Faculty of law blogs / UNIVERSITY OF OXFORD

Cultures of Compliance

Author(s)

Donald Langevoort

Posted

Time to read

2 Minutes

Regulators have become more insistent that business enterprises implement high-quality compliance programs to prevent criminal and civil wrongdoing by managers and employees. By now, the structural elements of compliance are fairly well defined: The common framework includes (1) a commitment from senior leadership to the task, setting a right “tone at the top;” (2) delegation of authority to officials with distinct compliance responsibilities and the resources to do their task; (3) firm-wide education and training about both the substance and process of compliance;  (4) informational mechanisms to alert as to suspicious activity (eg, whistleblowing procedures); (5) audit and surveillance tactics to detect compliance failures or risks; and (6) internal investigation, response, discipline and remediation so as to learn and adjust when failures occur. 

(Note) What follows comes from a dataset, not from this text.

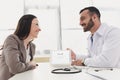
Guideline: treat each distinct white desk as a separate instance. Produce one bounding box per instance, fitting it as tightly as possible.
[9,63,120,80]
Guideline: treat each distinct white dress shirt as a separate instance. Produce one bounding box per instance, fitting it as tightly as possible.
[84,24,120,68]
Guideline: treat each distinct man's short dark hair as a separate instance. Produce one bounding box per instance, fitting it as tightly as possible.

But even with such structures in place, compliance failures occur, leading an increasing number of regulatory authorities on both sides of the Atlantic to add culture to the list, fearing that without a healthy firm-wide normative commitment to ethics and law-abidingness, compliance will be weak at best. In my paper “Cultures of Compliance”, I draw from a variety of disciplines to define a compliant culture, identify sources of resistance to it, and suggest ways in which regulators, leaders and compliance officials can try to counter the resistance.

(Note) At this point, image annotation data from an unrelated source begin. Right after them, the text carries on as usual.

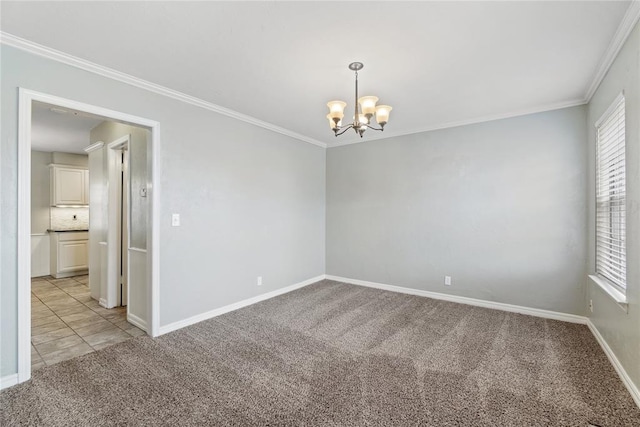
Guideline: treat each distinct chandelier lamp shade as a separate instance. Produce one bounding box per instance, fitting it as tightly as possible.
[327,62,392,138]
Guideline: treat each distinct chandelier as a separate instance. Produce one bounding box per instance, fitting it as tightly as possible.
[327,62,392,138]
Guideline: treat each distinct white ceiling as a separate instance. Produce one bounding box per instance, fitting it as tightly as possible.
[1,1,630,147]
[31,102,105,154]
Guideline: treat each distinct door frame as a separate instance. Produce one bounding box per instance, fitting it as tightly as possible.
[17,87,160,383]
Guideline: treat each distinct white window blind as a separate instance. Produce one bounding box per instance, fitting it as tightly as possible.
[596,95,627,292]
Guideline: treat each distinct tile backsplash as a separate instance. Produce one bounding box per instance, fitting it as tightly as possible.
[50,207,89,230]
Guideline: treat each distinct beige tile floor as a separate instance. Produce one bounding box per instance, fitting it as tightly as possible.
[31,276,144,370]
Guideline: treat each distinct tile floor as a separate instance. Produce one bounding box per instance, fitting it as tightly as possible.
[31,276,144,370]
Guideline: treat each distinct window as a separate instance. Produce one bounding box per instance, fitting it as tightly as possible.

Research in organizational behavior and behavioral ethics has long called for values-based interventions, hopeful that certain forms of leadership can prompt ethical corporate cultures. While I am supportive of and sympathetic to this effort, a wider, deeper look at organizational economics, psychology and sociology shows how easily both cognition and culture turn to the dark side. Selection biases, and the grease of normalization and rationalization, can too easily flourish in the conditions present in so many businesses. (I explore this in greater detail in a recent book.) Compliance norms threaten the beliefs, behaviors and cultural tropes that are instinctively success-producing. These instincts may be myths: managers may well underestimate the benefits to the firm that come from heightened compliance and social responsibility. But they are common myths, and sticky ones. This is especially so where those inside the organization feel a sense hyper-competition, ie, a survival threat. What pro-social ethics and law-abidingness are then up against is daunting. The culture enables beliefs that either suppress the perception of inappropriate ethical and legal behavior in the first place, so that it is not recognized as a problem at all, or justify the behavior to buffer against burdens of guilt and anxiety. These subtle forces allow people and firms to maintain a positive self-image and identity while competing effectively, even viciously. 

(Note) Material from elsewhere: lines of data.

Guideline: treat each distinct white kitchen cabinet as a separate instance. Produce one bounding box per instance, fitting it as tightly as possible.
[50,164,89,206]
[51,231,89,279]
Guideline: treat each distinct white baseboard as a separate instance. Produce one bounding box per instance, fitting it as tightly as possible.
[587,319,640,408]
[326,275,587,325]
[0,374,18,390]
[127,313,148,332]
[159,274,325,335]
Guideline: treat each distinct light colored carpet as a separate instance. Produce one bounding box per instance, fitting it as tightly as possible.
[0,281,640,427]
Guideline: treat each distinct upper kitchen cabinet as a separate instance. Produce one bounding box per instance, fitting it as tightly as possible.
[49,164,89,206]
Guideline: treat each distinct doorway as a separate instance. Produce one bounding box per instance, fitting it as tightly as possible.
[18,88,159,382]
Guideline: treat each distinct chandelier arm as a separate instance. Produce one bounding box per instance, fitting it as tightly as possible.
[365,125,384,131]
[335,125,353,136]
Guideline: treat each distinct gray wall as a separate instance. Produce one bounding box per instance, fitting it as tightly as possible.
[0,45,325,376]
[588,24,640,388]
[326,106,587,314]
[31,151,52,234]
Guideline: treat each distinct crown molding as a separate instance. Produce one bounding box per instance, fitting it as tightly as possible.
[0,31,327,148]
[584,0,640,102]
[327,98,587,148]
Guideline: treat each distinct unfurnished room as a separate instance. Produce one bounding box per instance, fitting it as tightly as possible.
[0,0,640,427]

The work of compliance is somehow to counter these tendencies, being neither naively optimistic nor naively cynical. I thus suggest ways those responsible for ethics and compliance can try to counter the “scripts” commonly invoked to normalize noncompliance—the denigration of regulation, self-serving interpretation of law, and planting seeds of doubt about the legitimacy of compliance itself. For example, it can be useful in ethics training to have managers put themselves in the role of regulators in order to make it harder for these managers to denigrate regulatory demands as bureaucratic excess. Tone at the top matters, for sure; consistency in sending messages that interfere with convenient, self-serving myths that celebrate competition do, too.

 My message is constructive, and far from hopeless. Compliance is a struggle to be sure, but without the struggle the risks of noncompliance are far greater. In this spirit, I offer a variety of suggestions about the cultural dimensions to compliance for both firms and regulators. In the end, the most important message about cultures of compliance is for corporate leaders and, especially, boards of directors. It is much too easy to look around and see good people working hard at difficult jobs and assume that a good compliance culture exists simply because everyone has been warned of the damage that can come from getting caught doing wrong. Or worse, to assume that an observable abundance of intensity, loyalty and creativity are signs that all is good. Taking culture seriously—appreciating the opportunities for transmitting values as well as anticipating the many hidden pathways of resistance and denial—is a necessary step toward the sort of compliance that never attracts prosecutors’ unwanted attention.

Donald C. Langevoort is Professor of Law at Georgetown University.